Miró el reloj barato que llevaba en la muñeca izquierda, la pantallita digital hacia el interior para evitar destellos acusadores, y apuró de un trago lo que quedaba en su taza.

-Ha sido un placer y un desahogo enorme hablar contigo. Y gracias por la invitación.

-No podía hacer menos... Un momento. ¿Cómo te llamas?

-Puedes llamarme... -dijo desde la puerta entreabierta del bar con la voz varias notas más grave, en una buena imitación del Batman de Christian Bale-. Estaba de broma; no pude evitarlo.

»Sólo te diré que cuando entro en acción siempre me animo diciendo entre dientes: «Tenorio en el aire». No significa nada; ni siquiera me llamo Tenorio, pero ese es mi grito de guerra. Es lo mejor que puedo ofrecerte -y se fue sin más en su taxi baqueteado, otro currante anónimo que regresaba a casa tras un largo día de trabajo. Manolo terminó su café ya frío, aún digiriendo las confidencias de aquel superhéroe anónimo que actuaba bajo el grito susurrado de «Tenorio en el aire», pagó la cuenta y llegó en el momento justo en que Leonor salía con las niñas rumbo al colegio, llamándolas con un toque de claxon para que subieran a la cabina.

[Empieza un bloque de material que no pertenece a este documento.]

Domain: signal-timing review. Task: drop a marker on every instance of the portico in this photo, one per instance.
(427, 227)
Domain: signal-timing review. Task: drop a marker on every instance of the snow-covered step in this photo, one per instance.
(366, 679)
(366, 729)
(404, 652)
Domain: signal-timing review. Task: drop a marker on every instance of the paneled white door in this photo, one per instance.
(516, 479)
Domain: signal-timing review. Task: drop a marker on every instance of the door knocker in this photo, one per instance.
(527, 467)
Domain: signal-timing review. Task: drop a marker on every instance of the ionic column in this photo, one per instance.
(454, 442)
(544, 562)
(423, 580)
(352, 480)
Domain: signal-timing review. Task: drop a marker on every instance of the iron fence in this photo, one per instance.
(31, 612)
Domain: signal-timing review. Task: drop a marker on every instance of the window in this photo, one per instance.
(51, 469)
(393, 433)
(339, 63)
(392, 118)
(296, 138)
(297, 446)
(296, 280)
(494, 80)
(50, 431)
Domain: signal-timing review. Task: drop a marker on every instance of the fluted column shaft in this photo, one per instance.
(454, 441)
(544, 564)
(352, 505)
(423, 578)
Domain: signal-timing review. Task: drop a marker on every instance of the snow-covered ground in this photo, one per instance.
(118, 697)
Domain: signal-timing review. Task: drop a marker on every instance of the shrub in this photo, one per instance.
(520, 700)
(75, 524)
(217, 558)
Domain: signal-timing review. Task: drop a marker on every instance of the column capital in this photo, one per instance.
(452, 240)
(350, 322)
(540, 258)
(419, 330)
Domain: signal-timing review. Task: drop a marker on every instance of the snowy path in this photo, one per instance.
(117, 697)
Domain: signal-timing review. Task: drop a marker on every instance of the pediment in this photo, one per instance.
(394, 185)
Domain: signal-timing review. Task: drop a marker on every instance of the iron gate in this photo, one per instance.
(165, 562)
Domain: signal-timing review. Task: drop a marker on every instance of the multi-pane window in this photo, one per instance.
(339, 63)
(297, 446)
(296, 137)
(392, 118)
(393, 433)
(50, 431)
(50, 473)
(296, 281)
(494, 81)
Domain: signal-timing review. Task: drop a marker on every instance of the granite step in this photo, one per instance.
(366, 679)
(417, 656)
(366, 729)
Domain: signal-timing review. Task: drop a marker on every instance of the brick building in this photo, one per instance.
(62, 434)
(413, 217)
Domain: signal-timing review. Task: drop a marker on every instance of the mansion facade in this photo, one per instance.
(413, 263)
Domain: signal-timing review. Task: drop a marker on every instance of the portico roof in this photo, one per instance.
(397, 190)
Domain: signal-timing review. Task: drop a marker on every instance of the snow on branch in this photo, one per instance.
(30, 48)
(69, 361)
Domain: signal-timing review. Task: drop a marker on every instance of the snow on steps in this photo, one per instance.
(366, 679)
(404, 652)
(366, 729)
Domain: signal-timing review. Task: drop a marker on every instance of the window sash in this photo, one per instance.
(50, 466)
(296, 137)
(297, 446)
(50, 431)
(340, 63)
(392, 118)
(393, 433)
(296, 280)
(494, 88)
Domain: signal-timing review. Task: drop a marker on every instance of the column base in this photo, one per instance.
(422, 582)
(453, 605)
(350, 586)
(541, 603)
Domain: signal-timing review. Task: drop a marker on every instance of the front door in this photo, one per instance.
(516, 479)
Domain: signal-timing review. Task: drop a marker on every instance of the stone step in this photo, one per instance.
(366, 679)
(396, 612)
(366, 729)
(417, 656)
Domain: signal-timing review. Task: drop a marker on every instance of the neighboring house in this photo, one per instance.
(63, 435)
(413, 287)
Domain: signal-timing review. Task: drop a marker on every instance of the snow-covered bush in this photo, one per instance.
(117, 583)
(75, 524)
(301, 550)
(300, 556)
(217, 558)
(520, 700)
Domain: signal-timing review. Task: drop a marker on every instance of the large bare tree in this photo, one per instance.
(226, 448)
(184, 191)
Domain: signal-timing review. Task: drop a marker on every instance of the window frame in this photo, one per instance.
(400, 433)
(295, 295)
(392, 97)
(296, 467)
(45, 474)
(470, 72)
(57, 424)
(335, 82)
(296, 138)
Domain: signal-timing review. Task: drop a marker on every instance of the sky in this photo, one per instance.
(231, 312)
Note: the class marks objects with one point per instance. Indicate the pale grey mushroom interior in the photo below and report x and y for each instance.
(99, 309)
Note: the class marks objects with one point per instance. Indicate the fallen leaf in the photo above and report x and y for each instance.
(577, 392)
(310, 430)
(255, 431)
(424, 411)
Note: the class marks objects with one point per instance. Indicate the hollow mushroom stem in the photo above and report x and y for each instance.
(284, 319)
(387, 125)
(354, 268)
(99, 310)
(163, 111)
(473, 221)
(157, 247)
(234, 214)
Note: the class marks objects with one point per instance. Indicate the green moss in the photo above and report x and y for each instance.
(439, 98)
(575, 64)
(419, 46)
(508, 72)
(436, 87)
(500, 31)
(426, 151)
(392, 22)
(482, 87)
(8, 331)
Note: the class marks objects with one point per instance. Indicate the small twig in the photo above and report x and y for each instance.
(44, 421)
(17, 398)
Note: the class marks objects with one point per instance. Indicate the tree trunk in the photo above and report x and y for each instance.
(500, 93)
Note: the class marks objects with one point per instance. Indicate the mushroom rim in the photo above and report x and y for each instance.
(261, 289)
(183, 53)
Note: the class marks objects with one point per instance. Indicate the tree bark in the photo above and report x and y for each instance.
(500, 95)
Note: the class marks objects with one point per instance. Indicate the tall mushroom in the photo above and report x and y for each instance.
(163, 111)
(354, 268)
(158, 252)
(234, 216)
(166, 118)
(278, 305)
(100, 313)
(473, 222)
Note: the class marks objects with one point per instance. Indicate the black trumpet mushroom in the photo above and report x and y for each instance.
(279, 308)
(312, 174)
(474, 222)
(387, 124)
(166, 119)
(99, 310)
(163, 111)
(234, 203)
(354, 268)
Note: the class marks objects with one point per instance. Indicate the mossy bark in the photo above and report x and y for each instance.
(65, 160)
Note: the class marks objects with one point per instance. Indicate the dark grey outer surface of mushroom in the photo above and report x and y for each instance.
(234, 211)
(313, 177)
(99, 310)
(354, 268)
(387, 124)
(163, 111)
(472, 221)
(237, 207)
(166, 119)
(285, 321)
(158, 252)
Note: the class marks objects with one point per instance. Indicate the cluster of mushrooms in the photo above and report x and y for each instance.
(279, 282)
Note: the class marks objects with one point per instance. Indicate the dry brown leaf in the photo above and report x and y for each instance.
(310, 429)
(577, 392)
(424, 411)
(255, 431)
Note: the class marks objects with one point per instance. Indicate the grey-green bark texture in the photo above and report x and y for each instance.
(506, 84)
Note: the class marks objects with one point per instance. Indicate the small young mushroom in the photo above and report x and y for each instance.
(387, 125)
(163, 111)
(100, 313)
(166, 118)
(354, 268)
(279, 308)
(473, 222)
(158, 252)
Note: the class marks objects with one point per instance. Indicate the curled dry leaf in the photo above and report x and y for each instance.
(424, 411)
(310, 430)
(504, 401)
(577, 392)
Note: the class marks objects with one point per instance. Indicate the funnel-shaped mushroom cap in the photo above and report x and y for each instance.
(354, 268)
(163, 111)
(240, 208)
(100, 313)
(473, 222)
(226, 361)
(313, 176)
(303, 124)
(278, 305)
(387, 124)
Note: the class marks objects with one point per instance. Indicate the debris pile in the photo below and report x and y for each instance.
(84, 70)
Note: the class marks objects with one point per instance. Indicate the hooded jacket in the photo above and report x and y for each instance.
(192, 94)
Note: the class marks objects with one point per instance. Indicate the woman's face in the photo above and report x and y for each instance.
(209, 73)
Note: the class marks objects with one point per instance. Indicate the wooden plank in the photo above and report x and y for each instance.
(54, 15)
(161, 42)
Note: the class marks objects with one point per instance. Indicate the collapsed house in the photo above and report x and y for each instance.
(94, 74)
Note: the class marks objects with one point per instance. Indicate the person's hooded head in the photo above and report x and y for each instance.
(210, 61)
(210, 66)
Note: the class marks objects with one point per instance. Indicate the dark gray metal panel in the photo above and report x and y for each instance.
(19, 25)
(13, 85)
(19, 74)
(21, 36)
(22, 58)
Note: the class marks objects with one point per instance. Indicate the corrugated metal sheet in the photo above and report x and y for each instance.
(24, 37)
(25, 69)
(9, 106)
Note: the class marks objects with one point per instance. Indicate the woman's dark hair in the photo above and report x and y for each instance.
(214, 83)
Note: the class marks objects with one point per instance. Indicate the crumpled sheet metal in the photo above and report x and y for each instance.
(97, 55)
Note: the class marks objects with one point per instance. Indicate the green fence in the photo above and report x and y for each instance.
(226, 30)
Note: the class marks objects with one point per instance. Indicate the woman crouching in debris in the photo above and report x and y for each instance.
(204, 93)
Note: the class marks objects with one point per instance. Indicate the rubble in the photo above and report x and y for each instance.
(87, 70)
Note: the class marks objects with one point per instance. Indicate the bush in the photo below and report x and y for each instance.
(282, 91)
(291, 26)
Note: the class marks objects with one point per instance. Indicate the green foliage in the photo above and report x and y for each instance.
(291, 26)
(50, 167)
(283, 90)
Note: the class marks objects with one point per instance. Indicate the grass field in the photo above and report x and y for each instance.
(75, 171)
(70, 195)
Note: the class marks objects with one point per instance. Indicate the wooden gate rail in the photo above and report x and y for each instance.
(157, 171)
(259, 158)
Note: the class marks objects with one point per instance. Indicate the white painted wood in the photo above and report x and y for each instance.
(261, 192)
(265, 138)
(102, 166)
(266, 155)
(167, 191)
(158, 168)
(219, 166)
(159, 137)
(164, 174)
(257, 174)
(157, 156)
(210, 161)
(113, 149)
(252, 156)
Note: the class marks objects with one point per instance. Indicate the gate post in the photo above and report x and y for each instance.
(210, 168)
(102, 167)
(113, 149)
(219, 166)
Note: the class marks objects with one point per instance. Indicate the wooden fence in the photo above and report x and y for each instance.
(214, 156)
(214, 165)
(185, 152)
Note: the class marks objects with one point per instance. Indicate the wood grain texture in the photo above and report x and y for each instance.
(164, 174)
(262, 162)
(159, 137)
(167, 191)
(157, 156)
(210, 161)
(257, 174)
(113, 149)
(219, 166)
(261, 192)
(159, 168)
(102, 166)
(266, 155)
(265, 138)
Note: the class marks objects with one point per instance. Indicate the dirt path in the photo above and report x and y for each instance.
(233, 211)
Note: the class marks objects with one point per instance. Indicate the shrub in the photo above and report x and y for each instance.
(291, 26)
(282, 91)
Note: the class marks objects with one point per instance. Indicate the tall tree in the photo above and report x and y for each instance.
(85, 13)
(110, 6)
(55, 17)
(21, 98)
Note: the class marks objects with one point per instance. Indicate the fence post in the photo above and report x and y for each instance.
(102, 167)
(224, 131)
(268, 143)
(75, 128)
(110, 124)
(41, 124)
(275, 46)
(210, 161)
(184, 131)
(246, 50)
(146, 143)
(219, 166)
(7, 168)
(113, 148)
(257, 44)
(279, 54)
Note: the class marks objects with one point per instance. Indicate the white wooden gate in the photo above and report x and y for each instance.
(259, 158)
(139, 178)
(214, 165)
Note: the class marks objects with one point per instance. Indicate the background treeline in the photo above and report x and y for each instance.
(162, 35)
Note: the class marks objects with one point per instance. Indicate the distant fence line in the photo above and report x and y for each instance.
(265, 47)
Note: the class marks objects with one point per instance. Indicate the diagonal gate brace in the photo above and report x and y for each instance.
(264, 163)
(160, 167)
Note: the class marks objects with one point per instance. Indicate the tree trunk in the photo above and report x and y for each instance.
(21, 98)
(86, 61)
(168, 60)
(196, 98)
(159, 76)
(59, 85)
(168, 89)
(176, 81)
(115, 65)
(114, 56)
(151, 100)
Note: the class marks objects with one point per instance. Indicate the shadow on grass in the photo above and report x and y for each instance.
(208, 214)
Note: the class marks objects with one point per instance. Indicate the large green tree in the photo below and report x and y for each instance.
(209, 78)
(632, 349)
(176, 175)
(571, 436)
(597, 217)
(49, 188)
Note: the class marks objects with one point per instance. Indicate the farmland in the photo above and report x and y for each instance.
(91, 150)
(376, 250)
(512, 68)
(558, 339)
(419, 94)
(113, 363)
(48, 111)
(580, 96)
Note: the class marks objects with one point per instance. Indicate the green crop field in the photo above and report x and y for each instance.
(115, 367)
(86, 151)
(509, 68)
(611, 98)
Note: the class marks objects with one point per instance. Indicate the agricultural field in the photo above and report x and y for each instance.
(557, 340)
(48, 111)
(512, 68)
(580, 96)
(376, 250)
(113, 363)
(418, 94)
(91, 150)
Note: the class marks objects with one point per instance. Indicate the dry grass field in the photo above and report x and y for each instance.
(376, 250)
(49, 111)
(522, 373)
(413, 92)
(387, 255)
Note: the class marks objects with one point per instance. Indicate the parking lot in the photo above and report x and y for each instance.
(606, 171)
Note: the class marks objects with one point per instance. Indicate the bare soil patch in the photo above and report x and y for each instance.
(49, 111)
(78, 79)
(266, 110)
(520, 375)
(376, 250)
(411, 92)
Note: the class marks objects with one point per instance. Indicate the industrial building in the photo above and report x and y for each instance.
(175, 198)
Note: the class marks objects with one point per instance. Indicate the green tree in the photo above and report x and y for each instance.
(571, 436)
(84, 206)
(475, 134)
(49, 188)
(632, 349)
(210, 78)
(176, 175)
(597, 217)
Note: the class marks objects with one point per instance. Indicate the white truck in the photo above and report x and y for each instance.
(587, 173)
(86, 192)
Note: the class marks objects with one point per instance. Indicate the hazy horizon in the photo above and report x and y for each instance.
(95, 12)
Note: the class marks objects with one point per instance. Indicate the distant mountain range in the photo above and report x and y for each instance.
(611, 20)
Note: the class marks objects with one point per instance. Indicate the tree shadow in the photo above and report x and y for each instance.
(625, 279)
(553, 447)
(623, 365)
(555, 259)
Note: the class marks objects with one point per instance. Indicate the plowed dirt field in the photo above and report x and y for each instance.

-Creí que ya no llegabas, cariño.

-Lo siento. Casi me atracan hoy -y metió la primera marcha.

Nada más dijo a su esposa, y ésta no pudo recuperarse en todo el trayecto del susto que le había dado aquel cabezón obstinado y silencioso al que tanto quería. Aún así, no trató de sonsacarle más información. Manolo estaba ileso y parecía extrañamente feliz. Además, Leonor sabía que su esposo no era de los que hablaban. Y no hacían falta poderes, sino diez años de convivencia, para saberlo.